Cinema com Rapadura

OPINIÃO   sexta-feira, 15 de março de 2013

Francisco Brennand (2012): uma visita ao universo de um dos maiores artistas brasileiros

Após 40 anos de isolamento, o documentário acessa de maneira emocionante e inspiradora a trajetória do escultor que vive na sua oficina em Recife.

Francisco BrennandCercada por mata, isolada no bairro da Várzea, na cidade de Recife, podemos encontrar uma incomum e impressionante instalação. Um templo? Um castelo? A oficina de Francisco Brennand assemelha-se aos dois. O escultor, pintor, fotógrafo, ceramista e escritor é um dos maiores artistas brasileiros e vive isolado nela há mais de quatro décadas. Mas o silêncio do isolamento é finalmente quebrado pelo documentário que carrega seu nome, dirigido por Mariana Brennand, sua sobrinha-neta, que nos leva a uma grandiosa visita não só pelo local onde ele expõe seu trabalho, mas também por sua trajetória e imaginação.

A visita começa apenas de maneira discreta na primeira cena, onde observamos pela janela o artista trabalhar em uma sala pouco iluminada. Ao fotografar as grades da janela em contraste com a luz interior, como se espiássemos por esta, desenvolvemos uma noção do isolamento de Brennand do outro lado desta grade, que nos deixa de fora.
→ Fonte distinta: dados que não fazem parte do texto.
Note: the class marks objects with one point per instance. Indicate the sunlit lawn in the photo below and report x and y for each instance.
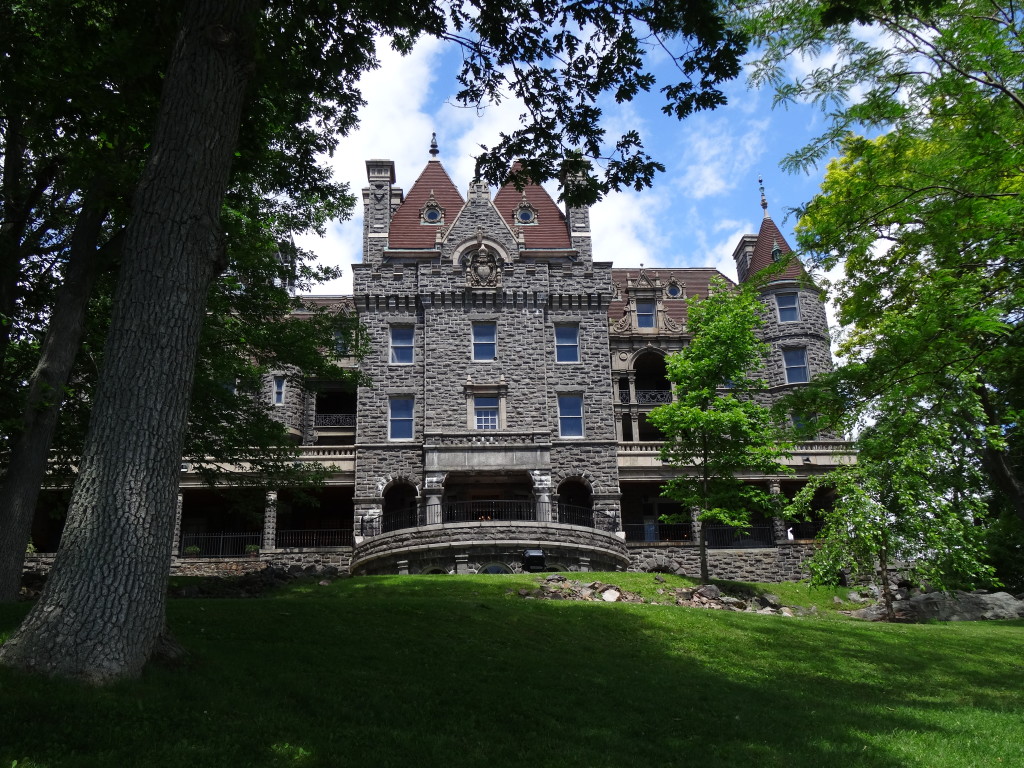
(456, 671)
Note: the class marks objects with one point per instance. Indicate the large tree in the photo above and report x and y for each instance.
(101, 613)
(924, 213)
(717, 427)
(72, 158)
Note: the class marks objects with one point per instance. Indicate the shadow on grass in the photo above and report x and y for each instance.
(328, 679)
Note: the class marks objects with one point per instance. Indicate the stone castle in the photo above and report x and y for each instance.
(504, 428)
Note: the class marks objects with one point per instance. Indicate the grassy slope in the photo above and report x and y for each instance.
(455, 672)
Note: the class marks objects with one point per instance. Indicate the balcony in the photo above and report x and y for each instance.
(486, 511)
(345, 421)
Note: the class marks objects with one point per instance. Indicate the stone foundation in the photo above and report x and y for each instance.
(466, 548)
(781, 563)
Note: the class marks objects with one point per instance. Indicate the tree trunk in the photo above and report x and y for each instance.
(998, 464)
(27, 468)
(101, 612)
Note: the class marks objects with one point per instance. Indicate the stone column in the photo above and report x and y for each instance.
(176, 541)
(542, 496)
(778, 524)
(270, 520)
(433, 488)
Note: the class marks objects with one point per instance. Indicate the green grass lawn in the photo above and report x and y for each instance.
(456, 671)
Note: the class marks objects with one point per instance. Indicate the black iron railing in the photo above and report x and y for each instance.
(334, 420)
(658, 531)
(223, 544)
(574, 515)
(313, 538)
(485, 511)
(804, 529)
(728, 537)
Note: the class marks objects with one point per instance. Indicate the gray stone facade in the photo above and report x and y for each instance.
(507, 383)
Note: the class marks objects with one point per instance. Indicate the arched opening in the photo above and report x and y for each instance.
(576, 504)
(399, 507)
(652, 385)
(495, 567)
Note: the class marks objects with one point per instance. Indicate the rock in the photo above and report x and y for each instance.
(949, 606)
(710, 591)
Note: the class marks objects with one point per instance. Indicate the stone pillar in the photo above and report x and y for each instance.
(270, 520)
(433, 488)
(542, 496)
(176, 541)
(777, 523)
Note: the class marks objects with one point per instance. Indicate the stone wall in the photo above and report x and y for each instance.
(464, 548)
(781, 563)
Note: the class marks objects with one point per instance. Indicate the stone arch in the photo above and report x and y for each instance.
(383, 483)
(649, 370)
(399, 508)
(470, 245)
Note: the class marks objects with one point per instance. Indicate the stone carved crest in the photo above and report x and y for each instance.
(483, 268)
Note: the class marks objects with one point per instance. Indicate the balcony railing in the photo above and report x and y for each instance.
(718, 537)
(646, 396)
(224, 544)
(727, 537)
(658, 531)
(314, 538)
(334, 420)
(485, 511)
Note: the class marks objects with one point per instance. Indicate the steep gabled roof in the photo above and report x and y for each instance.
(694, 282)
(769, 238)
(407, 229)
(551, 229)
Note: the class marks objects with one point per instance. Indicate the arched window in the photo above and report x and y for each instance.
(576, 505)
(399, 507)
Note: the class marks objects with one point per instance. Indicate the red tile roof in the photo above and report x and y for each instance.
(551, 229)
(768, 238)
(407, 230)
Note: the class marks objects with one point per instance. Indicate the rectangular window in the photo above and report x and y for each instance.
(788, 308)
(796, 366)
(645, 314)
(570, 416)
(401, 345)
(400, 418)
(485, 412)
(567, 343)
(484, 341)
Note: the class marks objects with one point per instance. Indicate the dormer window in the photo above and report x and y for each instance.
(645, 313)
(431, 213)
(525, 213)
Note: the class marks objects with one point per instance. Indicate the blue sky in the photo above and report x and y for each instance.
(693, 215)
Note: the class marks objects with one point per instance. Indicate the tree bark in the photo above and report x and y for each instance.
(102, 610)
(27, 467)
Esta sensação de isolamento é sempre reforçada pelo trabalho sonoro do longa, que usa muito sons diegéticos: da mata que cerca o local ou de um caminhar solitário pelos diversos espaços. A trilha sonora é pontual e trabalha com temas lentos e poucos instrumentos, criando um clima bucólico, ao mesmo tempo introspectivo e um pouco fantasioso em um grande trabalho de Lucas Marcier (“Histórias que Só Existem quando Lembradas“).

E se o som trabalha de modo a nos fazer experimentar reclusão, a direção de Mariana Brennand guia a chegada ao mundo do escultor filmando a entrada do local demarcada com uma seta.  A diretora confere interessantes sentidos ao filme e torna-se, também, bastante poética, por exemplo, ao aproximar a câmera do olho de uma escultura em forma de pássaro, como se esperasse que esta, que acabou de sair do forno, abrisse os olhos e ganhasse vida. E deveria, já que em um dos mais belos momentos o criador insere sua obra em um forno, este que leva um nome que evoca um mito de criação envolvendo água, argila e fogo. Outro aspecto interessante da direção foi o de escolher filmar grande parte da produção com câmera na mão e somente com luz ambiente, de modo a criar um laço de proximidade entre o espectador e o idealizador daquela obra.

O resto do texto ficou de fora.